Permanent placements in the United Kingdom decreased further at the end of the year 2022, as hiring activity was dampened by the rising economic uncertainty, low candidate numbers along with the squeeze on clients budgets, results of the KPMG/REC Report on Jobs survey, compiled by S&P Global, showed Tuesday.
Permanent job placements decreased for the third month in a row, the survey showed, based on the responses of around 400 consultancy firms. The survey data was collected from December 6 to 19.
Growing economic uncertainty and pressures on budgets weighed on permanent staff appointments. At the same time, billing for temporary staff rose marginally.
The overall rate of vacancy growth softened for the ninth straight month and was the slowest since the current sequence of increase began in February 2021.
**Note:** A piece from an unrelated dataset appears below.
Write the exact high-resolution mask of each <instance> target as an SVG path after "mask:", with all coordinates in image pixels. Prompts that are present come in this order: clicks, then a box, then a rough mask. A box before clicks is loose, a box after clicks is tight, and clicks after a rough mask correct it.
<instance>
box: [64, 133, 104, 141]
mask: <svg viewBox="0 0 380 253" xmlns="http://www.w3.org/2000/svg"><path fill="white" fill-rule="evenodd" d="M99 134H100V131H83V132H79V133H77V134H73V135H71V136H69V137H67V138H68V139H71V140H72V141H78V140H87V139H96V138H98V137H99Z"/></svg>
Uncertainty surrounding the outlook also dampened candidate availability, as more people were cautious around seeking out new roles in the current climate in an already tight labor market.
Among regions, the South of England logged the sharpest decline in permanent staff appointments, while the softest was seen in London.
“Overall, the jobs market looks less than rosy at the start of 2023, so employers who hold their nerve and continue to invest in skills in particular are likely to benefit most when the economic upturn comes,” Claire Warner, partner – skills and productivity at KPMG, said.
The survey also showed that pay pressures continued to ease at the end of the year, yet remained strong in historical comparison. The rate of both starting salary and temp pay growth hit their lowest since April 2021.
Higher rates of pay were often reported in places facing insufficient staff supply and rising cost of living.